MANAGUA – Expressing serious concern over Iran’s growing influence in the region and the radicalization of certain left-leaning governments in Latin America, the head of the world’s oldest Jewish humanitarian and advocacy group, B’nai B’rith, visited Nicaragua this week for the first time to “take the temperature” of the political situation here.

Moishe Smith, president of the 165-year-old Jewish non-governmental organization, traveled to Managua this week to meet with opposition politicians, foreign diplomats and leaders of Nicaragua’s tiny Jewish community – the smallest in Central America.

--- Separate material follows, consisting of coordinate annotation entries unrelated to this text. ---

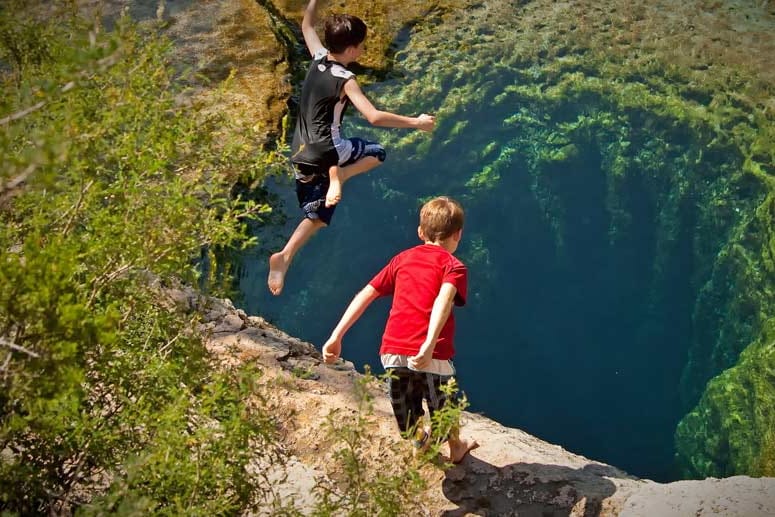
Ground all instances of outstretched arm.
[409,282,457,370]
[301,0,323,56]
[323,285,379,363]
[344,79,436,131]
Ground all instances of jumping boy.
[267,0,435,295]
[323,197,479,463]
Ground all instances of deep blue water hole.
[240,100,693,481]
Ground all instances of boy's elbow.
[366,111,384,126]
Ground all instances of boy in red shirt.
[323,197,479,463]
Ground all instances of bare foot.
[448,440,479,463]
[326,181,342,207]
[266,253,288,296]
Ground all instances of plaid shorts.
[388,367,453,436]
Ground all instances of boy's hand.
[409,348,433,370]
[323,338,342,364]
[416,113,436,131]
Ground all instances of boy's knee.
[367,144,387,163]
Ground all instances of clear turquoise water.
[235,122,691,480]
[232,2,732,481]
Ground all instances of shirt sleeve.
[369,257,396,296]
[441,261,468,307]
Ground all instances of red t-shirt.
[369,244,468,359]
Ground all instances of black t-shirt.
[291,49,355,174]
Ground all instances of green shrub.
[0,6,279,515]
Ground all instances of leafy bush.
[0,5,275,515]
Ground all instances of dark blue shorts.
[296,175,336,224]
[388,367,452,435]
[339,137,386,167]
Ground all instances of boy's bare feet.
[266,253,288,296]
[447,439,479,463]
[326,181,342,207]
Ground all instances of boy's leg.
[339,156,382,184]
[326,165,344,206]
[388,368,425,437]
[424,373,479,463]
[267,217,326,296]
[339,138,387,185]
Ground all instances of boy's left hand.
[409,350,433,370]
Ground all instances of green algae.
[352,0,775,477]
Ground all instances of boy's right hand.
[323,338,342,364]
[416,113,436,131]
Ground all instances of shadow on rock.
[442,456,622,517]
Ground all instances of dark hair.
[420,196,465,242]
[325,14,366,54]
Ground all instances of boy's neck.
[328,52,352,66]
[425,237,457,253]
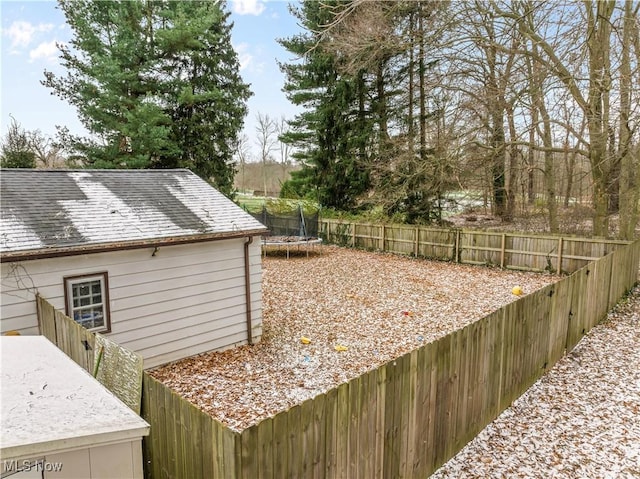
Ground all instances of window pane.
[69,279,107,329]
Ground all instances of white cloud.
[29,40,58,61]
[2,20,54,50]
[231,0,266,16]
[233,42,253,71]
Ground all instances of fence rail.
[319,219,629,273]
[142,232,640,479]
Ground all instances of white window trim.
[64,271,111,333]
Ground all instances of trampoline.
[262,236,322,259]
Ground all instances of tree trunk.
[618,0,640,240]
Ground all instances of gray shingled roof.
[0,169,265,256]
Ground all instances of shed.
[0,169,266,367]
[0,336,149,479]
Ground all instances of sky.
[0,0,301,159]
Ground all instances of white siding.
[0,238,262,367]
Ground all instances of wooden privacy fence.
[142,241,640,479]
[36,295,142,414]
[319,219,628,273]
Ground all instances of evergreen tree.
[279,2,371,209]
[43,0,251,194]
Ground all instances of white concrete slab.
[0,336,149,460]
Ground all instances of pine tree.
[43,0,251,194]
[279,2,370,209]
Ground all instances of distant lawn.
[236,193,320,214]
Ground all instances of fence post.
[557,236,564,276]
[351,221,356,248]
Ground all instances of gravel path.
[151,246,557,430]
[431,287,640,479]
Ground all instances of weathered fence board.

B’nai B’rith, which represents some 200,000 families in 60 countries and calls itself “the global a voice of the Jewish community,” engages in a combination of social outreach projects and advocacy work on behalf of Israel. As part of that work, the organization has expressed concern over the growing influence of Iran – whose leader, Mahmoud Ahmadinejad, has denied the holocaust ever happened and called for the destruction of Israel.

Smith said that Iran’s growing influence in Nicaragua, Venezuela and other Latin American countries is “a big concern of ours.”

President Daniel Ortega has touted his government’s new relations with Iran and expressed solidarity with that country’s Islamic revolution. Iran is supposedly interested in investing in construction of a deepwater port on Nicaragua’s Caribbean coast as well as with helping the Sandinista government with alternative energy and agricultural assistance, though the terms of such aid are unclear.

Since assuming the presidency in 2007, Ortega has visited Tehran and Ahmadinejad has visited Managua – a trip that did not escape the notice of B’nai B’rith.

“We are very concerned about the influence of Iran in Central and South America and we have been speaking about it for years now,” Smith told The Nica Times in an interview.

Smith said that not only is the Jewish organization concerned about “the size of the Iranian embassies that are being opened, not only here in Nicaragua but indeed in the entirety of Latin America,” but also the rhetoric of certain Latin American presidents who “mimic the Iranian president’s call for the elimination of Israel.”

Smith said his organization is not against left-leaning governments, but says “The problem is when you take that left-leaning policy and move it off the end of the table.” Alberto Jabiles, executive vice president for B’nai B’rith in Latin America, said the organization is also very concerned about direct flights between Caracas, Venezuela and Damascus, Syria – a flight that can then connect onto Iran while “avoiding landing in any European nations or in the United States.”

“No one knows what these planes are carrying,” Jabiles said.

Asked if he planned to meet with anyone from the Sandinista government, Smith said there’s “no point” in meeting with administration officials “who have preconceived ideas and parrot radial approaches to Israel’s existence.”

The Jewish community in Nicaragua is only 20 families, or about 80 people total. In the 1960s and 1970s, there were some 70 Jewish families here, including a sizeable Israeli community during a time when the government of Israel had excellent relations with the Nicaraguan government of Anastasio Somoza.

Most of those families, however, left during the revolution and never came back.